Это был удар. Горькая обида захлестнула меня - выходит, Джульетта бессовестно врала мне, вешала на уши лапшу, а я ей верила, еще и жалела! Написать хотела книгу про нее!
- Да ты не расстраивайся, - услышала я голос своей собеседницы.
- Она говорила... - я всхлипнула.
Женщина, видимо, почувствовала себя неловко от того, что своей откровенностью причинила мне такую боль. Я услышала, как она вздохнула, а потом она положила руку мне на плечо.
- Понимаешь, это старость... И еще... Был у нее муж. Когда-то в молодости. Звали его Геннадий. Она очень любила его, безумно любила. А он ушел к другой. Она так и не смогла смириться с этим, верила, что он вернется. Понимаешь? Она очень хотела, чтобы он к ней вернулся. Вот и стала придумывать.... От горя. Это бывает.

Хлюпая носом, я побрела обратно к воротам.
- Хорош, закрывай! - гаркнул кто-то из рабочих, и я вздрогнула от неожиданности. Борт грузовика подняли, машина уехала, оставив ворота распахнутыми настежь.
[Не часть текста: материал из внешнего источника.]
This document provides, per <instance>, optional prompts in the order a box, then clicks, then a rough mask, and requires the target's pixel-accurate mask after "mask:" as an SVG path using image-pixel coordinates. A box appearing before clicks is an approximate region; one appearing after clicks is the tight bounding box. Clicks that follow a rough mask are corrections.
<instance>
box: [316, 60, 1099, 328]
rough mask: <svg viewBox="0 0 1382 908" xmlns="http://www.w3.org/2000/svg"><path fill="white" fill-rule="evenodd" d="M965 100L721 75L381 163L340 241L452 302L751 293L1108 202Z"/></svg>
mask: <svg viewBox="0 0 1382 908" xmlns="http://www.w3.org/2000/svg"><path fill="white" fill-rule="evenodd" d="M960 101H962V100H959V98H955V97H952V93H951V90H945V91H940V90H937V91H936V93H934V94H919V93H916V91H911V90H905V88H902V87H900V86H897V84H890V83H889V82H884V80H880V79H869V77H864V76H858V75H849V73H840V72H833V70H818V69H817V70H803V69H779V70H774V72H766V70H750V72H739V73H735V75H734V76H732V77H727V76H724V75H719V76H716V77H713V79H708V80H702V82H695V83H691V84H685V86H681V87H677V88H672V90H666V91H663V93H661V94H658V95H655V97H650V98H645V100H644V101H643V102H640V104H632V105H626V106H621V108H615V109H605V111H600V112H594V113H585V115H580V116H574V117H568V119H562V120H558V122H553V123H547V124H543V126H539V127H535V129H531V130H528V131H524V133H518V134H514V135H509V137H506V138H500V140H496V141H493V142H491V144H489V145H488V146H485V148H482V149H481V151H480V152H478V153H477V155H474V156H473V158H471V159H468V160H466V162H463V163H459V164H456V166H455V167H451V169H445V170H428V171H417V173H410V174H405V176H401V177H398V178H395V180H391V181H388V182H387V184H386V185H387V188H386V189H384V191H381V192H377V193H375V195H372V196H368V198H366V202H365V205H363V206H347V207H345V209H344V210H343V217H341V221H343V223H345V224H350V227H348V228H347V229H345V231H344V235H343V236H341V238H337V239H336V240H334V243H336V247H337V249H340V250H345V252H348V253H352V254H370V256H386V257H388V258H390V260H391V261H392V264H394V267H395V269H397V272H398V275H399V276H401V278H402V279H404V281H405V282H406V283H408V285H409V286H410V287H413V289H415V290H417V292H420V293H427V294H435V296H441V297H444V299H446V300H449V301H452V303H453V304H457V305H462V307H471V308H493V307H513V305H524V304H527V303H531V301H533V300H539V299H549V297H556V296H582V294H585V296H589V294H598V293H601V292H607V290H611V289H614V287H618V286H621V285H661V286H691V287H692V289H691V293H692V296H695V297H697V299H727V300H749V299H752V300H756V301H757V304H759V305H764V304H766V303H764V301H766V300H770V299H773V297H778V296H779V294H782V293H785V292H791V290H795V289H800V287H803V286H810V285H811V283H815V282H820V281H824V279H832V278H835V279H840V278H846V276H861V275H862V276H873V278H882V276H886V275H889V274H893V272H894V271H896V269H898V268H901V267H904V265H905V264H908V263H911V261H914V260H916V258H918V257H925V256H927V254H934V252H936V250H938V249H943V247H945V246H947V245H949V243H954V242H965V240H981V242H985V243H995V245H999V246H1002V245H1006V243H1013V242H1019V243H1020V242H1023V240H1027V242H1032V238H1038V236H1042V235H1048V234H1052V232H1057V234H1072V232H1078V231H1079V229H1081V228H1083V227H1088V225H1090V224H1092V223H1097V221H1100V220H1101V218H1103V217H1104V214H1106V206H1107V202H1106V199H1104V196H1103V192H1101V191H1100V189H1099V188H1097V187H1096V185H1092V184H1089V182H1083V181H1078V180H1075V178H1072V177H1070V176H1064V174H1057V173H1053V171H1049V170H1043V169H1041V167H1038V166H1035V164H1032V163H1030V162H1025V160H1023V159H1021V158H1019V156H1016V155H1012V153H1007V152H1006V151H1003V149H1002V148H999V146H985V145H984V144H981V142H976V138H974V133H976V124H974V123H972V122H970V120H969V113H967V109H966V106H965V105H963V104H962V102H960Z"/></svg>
Я наступила на что-то гладкое, от чего моя нога соскользнула. На земле, вдавленная в грязь, лежала фарфоровая фигурка "под Гжель" - "влюбленные". Я подняла ее, обтерла от грязи, спрятала в карман и ушла домой. Мне не хотелось больше ни бывать здесь, ни видеть этот дом из окна.

 
Спустя полгода все частные дома на нашей улице стали сносить. Попал под снос и дом Джульетты Эдуардовны. Во время работ под полом нашли замурованный кирпичами вход в подвал, а, разломав кладку, обнаружили за ней толстую дубовую дверь. Устранив и эту преграду, рабочие увидели скелет мужчины в почти полностью истлевшей одежде. Судя по царапинам от ногтей на двери, несчастный отчаянно пытался выбраться из своей темницы. Следователи обходили все дома и спрашивали, не помнят ли старожилы - не пропадал ли кто-либо из соседей лет сорок-пятьдесят назад, но никто ничего не мог сказать, а баба Капа к тому времени уже умерла.